If you saw Sarah's post on Monday, you know that we went to the park after music therapy to eat our dinner. Then we went for a walk and came across a sign with turtles on it. Sarah was convinced that sign said there were turtles in that pond.


If you look closer, the real purpose of the sign is to tell pet owners not to dump their native species of animals in with the non-native species. As I read that sign I could not help but draw parallels to our situation. For nearly twenty-one years, I have been raising Sarah as a native. As a typical part of society. Now all of a sudden, it is being suggested that I drop her in a non-native setting. The sign indicates when you do that with animals it brings about an imbalance to the ecosystem and that can create unforeseen problems.

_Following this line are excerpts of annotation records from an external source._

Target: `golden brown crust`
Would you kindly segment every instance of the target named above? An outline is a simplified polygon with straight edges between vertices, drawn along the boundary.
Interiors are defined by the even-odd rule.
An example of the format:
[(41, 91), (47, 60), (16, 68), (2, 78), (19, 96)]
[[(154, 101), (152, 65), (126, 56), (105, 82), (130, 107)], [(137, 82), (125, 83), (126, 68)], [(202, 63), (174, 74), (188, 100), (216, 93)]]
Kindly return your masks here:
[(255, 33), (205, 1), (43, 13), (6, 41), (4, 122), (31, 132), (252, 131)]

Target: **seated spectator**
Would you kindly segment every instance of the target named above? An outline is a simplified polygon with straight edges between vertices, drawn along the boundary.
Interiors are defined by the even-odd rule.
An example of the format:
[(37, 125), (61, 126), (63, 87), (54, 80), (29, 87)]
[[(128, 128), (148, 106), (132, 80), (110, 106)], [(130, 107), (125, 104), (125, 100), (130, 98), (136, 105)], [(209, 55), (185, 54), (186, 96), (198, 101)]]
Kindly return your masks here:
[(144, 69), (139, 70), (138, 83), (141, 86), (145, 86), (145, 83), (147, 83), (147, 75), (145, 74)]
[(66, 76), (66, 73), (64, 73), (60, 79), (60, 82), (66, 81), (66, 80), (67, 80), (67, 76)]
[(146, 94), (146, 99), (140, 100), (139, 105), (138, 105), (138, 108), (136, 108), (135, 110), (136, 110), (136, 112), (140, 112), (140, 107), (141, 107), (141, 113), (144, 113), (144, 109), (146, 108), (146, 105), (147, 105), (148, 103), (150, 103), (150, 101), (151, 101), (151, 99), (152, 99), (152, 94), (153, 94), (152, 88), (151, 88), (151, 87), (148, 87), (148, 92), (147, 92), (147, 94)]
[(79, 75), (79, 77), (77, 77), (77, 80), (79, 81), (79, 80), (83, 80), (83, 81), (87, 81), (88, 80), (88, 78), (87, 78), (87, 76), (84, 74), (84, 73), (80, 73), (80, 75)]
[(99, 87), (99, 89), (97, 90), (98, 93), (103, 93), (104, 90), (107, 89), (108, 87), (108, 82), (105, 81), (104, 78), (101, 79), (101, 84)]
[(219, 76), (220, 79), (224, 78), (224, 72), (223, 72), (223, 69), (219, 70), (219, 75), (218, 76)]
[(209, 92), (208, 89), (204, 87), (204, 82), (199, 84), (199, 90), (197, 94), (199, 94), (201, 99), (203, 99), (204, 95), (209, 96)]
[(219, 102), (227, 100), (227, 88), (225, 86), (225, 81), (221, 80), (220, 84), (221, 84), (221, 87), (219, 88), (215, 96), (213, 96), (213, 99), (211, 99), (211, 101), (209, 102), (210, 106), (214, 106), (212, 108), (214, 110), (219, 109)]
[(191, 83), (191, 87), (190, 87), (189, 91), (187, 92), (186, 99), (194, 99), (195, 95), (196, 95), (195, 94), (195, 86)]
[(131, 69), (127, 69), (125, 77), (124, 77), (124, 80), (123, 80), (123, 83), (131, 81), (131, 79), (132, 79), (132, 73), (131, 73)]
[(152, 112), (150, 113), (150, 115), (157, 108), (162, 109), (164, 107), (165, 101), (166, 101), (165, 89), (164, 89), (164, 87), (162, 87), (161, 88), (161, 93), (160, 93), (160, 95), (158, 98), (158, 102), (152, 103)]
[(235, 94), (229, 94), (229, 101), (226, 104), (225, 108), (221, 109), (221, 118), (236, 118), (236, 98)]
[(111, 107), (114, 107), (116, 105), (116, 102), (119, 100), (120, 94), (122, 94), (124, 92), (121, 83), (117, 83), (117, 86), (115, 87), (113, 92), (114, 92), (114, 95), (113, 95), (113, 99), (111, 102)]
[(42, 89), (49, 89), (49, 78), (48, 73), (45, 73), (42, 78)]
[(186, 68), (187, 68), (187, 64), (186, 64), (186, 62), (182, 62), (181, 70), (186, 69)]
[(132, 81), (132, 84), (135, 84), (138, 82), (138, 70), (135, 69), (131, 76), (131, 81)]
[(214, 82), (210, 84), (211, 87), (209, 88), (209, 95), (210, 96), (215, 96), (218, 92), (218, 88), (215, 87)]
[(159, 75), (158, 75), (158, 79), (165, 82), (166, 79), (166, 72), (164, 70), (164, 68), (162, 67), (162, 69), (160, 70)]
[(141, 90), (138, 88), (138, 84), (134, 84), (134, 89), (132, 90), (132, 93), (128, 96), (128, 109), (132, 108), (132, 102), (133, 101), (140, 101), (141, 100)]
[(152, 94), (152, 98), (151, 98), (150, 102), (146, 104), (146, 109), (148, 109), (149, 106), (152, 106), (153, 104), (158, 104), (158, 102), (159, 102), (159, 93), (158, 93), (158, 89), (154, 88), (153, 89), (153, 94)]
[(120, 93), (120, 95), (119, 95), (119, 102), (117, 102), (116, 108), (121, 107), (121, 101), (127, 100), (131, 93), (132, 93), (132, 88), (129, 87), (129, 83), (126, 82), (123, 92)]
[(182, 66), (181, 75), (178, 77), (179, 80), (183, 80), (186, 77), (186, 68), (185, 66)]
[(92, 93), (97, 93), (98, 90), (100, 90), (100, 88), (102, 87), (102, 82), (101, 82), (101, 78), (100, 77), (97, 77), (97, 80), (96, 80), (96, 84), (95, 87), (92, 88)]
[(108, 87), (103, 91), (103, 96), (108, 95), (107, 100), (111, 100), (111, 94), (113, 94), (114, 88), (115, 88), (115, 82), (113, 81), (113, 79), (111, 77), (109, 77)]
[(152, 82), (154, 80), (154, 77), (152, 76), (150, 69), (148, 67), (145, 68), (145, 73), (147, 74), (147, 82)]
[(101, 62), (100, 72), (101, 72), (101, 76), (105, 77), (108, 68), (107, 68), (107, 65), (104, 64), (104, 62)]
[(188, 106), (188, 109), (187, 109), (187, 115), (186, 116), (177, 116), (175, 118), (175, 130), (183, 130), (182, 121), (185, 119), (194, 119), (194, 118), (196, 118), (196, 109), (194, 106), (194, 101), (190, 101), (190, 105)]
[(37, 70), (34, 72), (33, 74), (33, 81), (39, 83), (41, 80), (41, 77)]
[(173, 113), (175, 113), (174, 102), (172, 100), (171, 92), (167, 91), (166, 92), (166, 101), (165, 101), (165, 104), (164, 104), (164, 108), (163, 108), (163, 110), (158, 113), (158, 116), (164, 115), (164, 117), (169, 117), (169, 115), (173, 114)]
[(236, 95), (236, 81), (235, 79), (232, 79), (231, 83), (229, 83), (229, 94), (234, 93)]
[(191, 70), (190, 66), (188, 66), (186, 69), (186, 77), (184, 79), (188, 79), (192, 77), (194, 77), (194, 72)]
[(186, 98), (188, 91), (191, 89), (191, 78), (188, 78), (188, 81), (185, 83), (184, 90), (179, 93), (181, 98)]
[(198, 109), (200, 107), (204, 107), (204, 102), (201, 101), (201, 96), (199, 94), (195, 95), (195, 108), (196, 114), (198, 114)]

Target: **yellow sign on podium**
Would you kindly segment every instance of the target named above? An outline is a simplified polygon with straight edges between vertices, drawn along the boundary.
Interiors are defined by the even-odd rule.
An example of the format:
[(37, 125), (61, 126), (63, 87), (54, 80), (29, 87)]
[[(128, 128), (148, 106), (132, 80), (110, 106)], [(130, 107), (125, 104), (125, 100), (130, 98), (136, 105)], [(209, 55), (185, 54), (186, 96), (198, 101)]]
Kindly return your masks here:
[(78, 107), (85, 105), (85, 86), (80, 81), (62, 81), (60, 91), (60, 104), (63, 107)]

I took that sign, as a sign. A sign that I'm on the right track. I need to continue to push forward. I will not allow Sarah to be dismissed into a setting where she does not belong. She deserves so much more. If the County Board of Developmental Disabilities can't arrange for a community placement, then I will.

15 comments:

Lacey said...

You go girl!!

JRS said...

I believe you will Joyce. Great post by a great advocate.
---Jen

Loren Stow said...

Joyce, I think you are on the right track - you keep fighting for Sarah because you know she deserves more!
Sarah is really lucky to have you as her mom!
I learn so much about advocating and not 'settling' for anything less than what my child deserves.
Thank you.

Cathleen said...

As the mom to a 3 year old with DS, I find this post incredibly touching. I know that you will find the right thing for your daughter! You are such a good mom.

Karen said...

Good for you, Joyce! Keep fighting the fight. Sarah knows that you're doing the right thing.

Runningmama said...

Joyce, you are definately a role model for me and for all of us walking behind you on this path that is less traveled. I have been keeping up with Sarah and know that there are so many things she is capable of, I can't wait to see where life takes her.

Anonymous said...

Good for you!!!!

Jan

The VW's said...

Keep fighting for Sarah! She is such a smart girl and she needs to be able to use her skills! With a Momma like you, she will be fine! Love and Hugs!

Rochelle said...

You are definitely on the right track. Great post and a great article by Taylor thanks for sharing.
Thank you for being such a great advocate for not only Sarah but all individuals with disabilities.

To Love Endlessly said...

Go Joyce GO!! You fight for that young lady of yours. You shouldn't have to, but that's what's in the plan for the time being.

Lisa said...

Sarah, your mom is amazing! Joyce, thank you for being such a great example. I'm so thankful that you are on this road ahead of me, lighting the way.

Adelaide Dupont said...

Is it not true rather to say that people with disabilities are over-qualified rather than the workshop is over-training?

(And that the competitive workforce is under-equipped?)

Flee said...

You are my inspiration!!

Tiffany said...

You truly are an inspiration...and for some reason God chose us to have these special girls b/c he knew we would fight for them. Carry on!!

starrlife said...

What a great post and metaphor about the turtle/native species. I feel your frustration and frankly it ticks me OFF! That is baloney I say! There are jobs and the state doesn't want our kids competeing with "neurotypical" folks' opportunities? Humph.